Handelten die Menschen in der Jungsteinzeit schon mit Waren wie im Orient?

Fakt ist: In der Jungsteinzeit Europas wurden wie auch im Nahen Osten Güter aller Art (Feuerstein, Felsgesteine für Beile oder Äxte, Kupfer, Muscheln, Saatgut, wahrscheinlich auch Textilien, Felle, Häute, Lebensmittel, Geschichten, Neuigkeiten u. v. m.) sowohl als Rohstoff als auch in Form von Fertigprodukten z. T. über weite Strecken weiter gegeben.
Allerdings ist der Begriff „Handel“ so wie wir ihn heute verwenden für die Jungsteinzeit wohl irreführend. „Handel“ meint ja, gewinnorientierten Austausch von Waren zu organisieren. D. h., ich „kaufe“ z. B. einen Feuersteindolch aus Italien dem Alpenhändler für 2 Ziegen ab und „verkaufe“ihn später meinem Nachbarn für 4 Ziegen und freue mich über das gute Geschäft …
Für die Jungsteinzeit würde ich eher den Begriff „Austausch“ verwenden, denn wie wir aus der Ethnologie wissen, standen in vorindustriellen Gesellschaften beim Austausch von Gütern oft soziale Aspekte wie Prestigegewinn im Vordergrund. Um bei dem oben verwendeten Beispiel zu bleiben: Ich tausche 2 Ziegen gegen den Dolch und schenke ihn dem Häuptling des Nachbardorfes, um bei ihm als wohlhabender und mächtiger Mann mit weit reichenden Kontakten zu sehr wichtigen Leuten in weit entfernten Ländern zu gelten und mich seiner Freundschaft zu versichern. Er wird mir sicher im Gegenzug wiederum etwas geben oder etwas für mich tun, das mir nutzt oder meine Stellung im eigenen Dorf stärkt.
Derartige Mechanismen bei Austauschsystemen können für die meisten vorindustriellen, eher egalitär organisierten Gesellschaften angenommen werden, auch im Orient. Erst mit dem Beginn der Bronzezeit – im Orient mit dem Beginn der pharaonischen Reiche Ägyptens bzw. der Stadtstaaten Palästinas, Syriens, des Zweistromlandes und der arabischen Halbinsel, und der damit einhergehenden zunehmenden Hierarchisierung der Gesellschaften kommen neue Komponenten in die Austauschsysteme: Kriegstribute, Raub (einseitige Formen von „Handel“) und nun auch zunehmend „wirklicher“ Handel von Gütern mit Gewinnmaximierungsabsichten.

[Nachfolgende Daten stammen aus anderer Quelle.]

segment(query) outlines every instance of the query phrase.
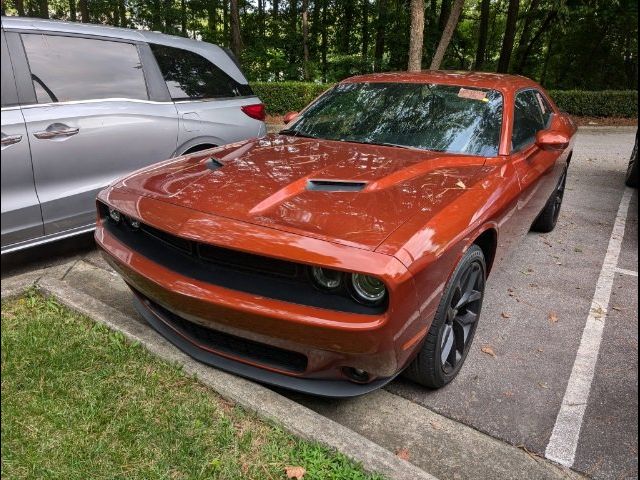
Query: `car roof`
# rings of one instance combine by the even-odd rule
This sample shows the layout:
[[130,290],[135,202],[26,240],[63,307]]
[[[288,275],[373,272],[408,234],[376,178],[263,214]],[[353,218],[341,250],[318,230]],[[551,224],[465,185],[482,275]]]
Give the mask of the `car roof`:
[[58,32],[75,35],[93,35],[105,38],[131,40],[134,42],[150,42],[168,47],[182,48],[202,55],[207,60],[222,68],[237,82],[246,84],[244,77],[234,60],[225,50],[212,43],[192,40],[190,38],[166,35],[149,30],[135,30],[132,28],[110,27],[90,23],[63,22],[60,20],[45,20],[29,17],[2,17],[3,30],[20,30],[33,32]]
[[391,82],[391,83],[441,83],[461,87],[491,88],[496,90],[520,90],[540,88],[533,80],[521,75],[503,73],[470,72],[466,70],[423,70],[421,72],[388,72],[358,75],[343,80],[343,83]]

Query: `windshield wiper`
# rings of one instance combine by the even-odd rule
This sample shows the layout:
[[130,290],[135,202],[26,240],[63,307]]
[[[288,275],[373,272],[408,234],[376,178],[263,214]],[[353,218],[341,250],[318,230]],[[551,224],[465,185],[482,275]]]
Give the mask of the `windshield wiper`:
[[293,137],[316,138],[313,135],[302,133],[300,130],[296,130],[295,128],[285,128],[284,130],[280,130],[278,133],[280,135],[291,135]]
[[389,143],[389,142],[365,142],[358,140],[343,140],[344,142],[352,142],[352,143],[361,143],[363,145],[382,145],[383,147],[396,147],[396,148],[404,148],[406,150],[419,150],[423,151],[423,148],[411,147],[409,145],[400,145],[399,143]]

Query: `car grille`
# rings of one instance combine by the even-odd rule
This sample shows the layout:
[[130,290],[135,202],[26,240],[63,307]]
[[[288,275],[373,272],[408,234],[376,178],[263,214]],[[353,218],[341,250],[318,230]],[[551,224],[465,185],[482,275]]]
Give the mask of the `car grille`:
[[316,289],[305,265],[172,235],[147,224],[133,228],[126,219],[109,220],[98,202],[103,227],[128,248],[180,275],[212,285],[312,307],[379,315],[387,304],[369,306]]

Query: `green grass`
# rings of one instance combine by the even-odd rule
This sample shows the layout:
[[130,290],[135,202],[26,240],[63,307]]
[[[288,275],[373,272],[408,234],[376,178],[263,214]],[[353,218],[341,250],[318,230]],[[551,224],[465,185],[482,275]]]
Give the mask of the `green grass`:
[[2,478],[373,479],[36,292],[2,303]]

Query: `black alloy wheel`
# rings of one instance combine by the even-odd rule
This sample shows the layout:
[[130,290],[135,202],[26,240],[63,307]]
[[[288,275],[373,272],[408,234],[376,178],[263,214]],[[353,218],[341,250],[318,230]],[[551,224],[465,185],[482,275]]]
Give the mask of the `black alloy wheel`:
[[442,294],[431,327],[404,375],[429,388],[453,380],[464,364],[473,341],[487,267],[478,245],[472,245],[456,266]]

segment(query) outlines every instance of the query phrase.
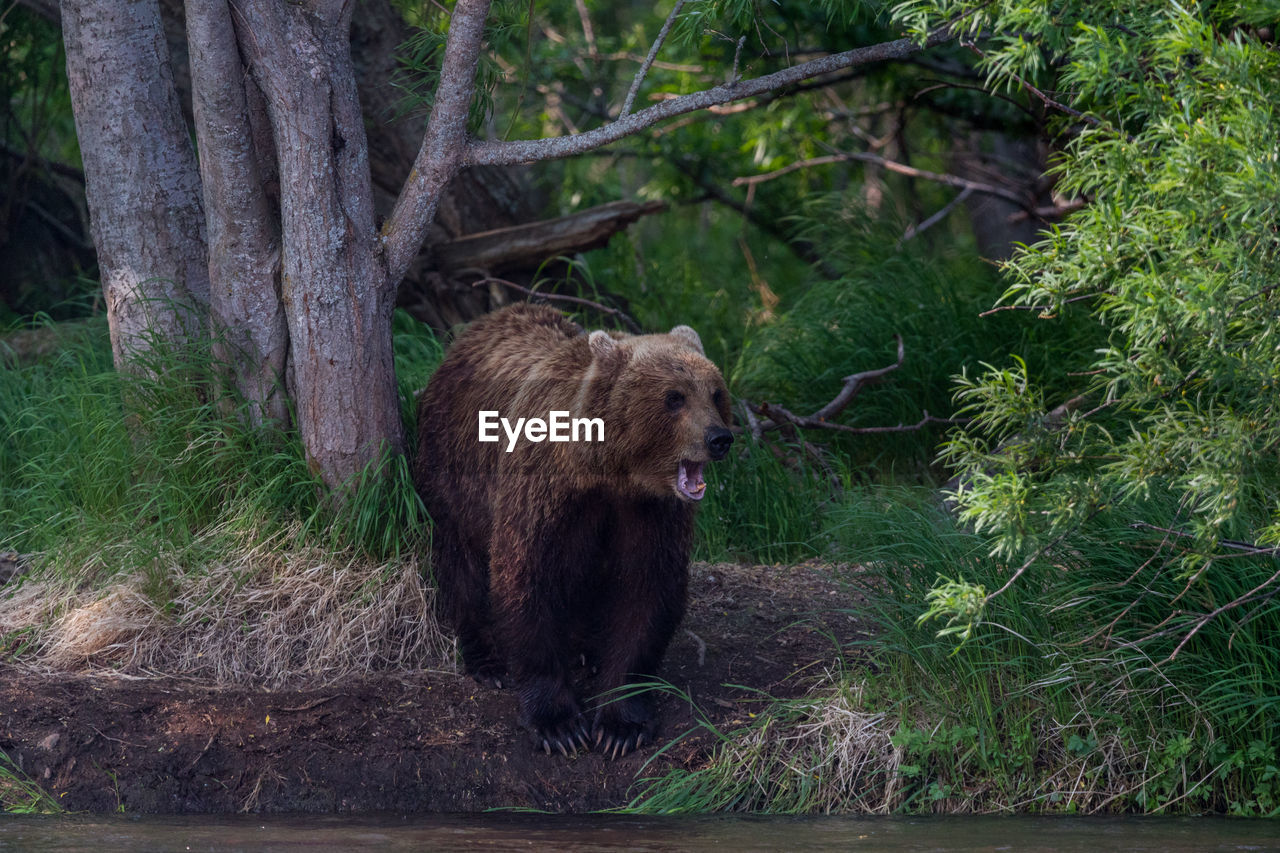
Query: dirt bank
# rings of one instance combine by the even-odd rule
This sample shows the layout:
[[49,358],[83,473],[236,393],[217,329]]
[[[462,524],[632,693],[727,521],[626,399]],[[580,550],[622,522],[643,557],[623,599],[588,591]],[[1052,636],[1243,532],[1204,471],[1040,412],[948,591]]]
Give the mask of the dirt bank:
[[[697,565],[664,675],[657,747],[609,761],[535,752],[510,690],[453,673],[257,691],[0,666],[0,749],[73,811],[584,811],[628,802],[638,777],[696,767],[762,694],[795,696],[859,624],[817,566]],[[687,630],[686,630],[687,629]]]

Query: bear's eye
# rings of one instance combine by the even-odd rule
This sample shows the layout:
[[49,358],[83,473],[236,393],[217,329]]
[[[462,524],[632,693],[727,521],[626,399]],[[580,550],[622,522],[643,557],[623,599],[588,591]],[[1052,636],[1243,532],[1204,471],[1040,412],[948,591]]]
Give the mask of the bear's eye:
[[720,408],[720,404],[723,402],[724,402],[724,391],[721,391],[719,388],[717,388],[716,392],[711,395],[711,405],[715,406],[718,409]]
[[678,412],[684,408],[684,395],[679,391],[667,392],[667,411]]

Diese Frage wurde beantwortet von:
Peter Walter, Pfahlbaumuseum Unteruhldingen (DE)

Did the Neolithic people in Europe trade goods as in the oriental region?

We know that in the Neolithic of Europe, as in the oriental regions, many goods such as flint, ground-stones for axes, copper, shells, seeds and probably as well textiles, leather, pelts, skins, foodstuff, stories, news and much more were transmitted over far distances. But the concept of „trade“ as a profit oriented exchange of goods doesn’t work for the Neolithic periods. For example: I „buy“ an Italian flint-dagger from an alpine „trader“ for the value of 2 goats. Later I „sell“ the dagger to my neighbour for 4 goats and go mad about the good business …
For the Neolithic we prefer to use the concept of „exchange“. As we know by ethnological studies social aspects such as a win of „prestige“ were more important as the profit in pre-industrial societies. To use the same example as before: I change my 2 goats against the Italian dagger and give it to the chief of the neighbouring village as a present. This will show him that I am rich and mighty, having widespread contacts to very important persons in far off countries. Certainly he will eventually give me something or do something for me that will strengthen my position in my own village.
Those mechanisms in exchange systems can be supposed for many pre-industrial and more likely egalitarian organised societies, as well in the oriental regions. It isn’t before the rise of the Bronze Age cultures, in combination with increasing hierarchies f. e. in pharaonic Egypt and the city-states of the Near East, that new elements in the exchange systems come up: tributes, rapes (unilateral forms of „trade“) and increasingly the „real“ trade of goods with the expectation of profit.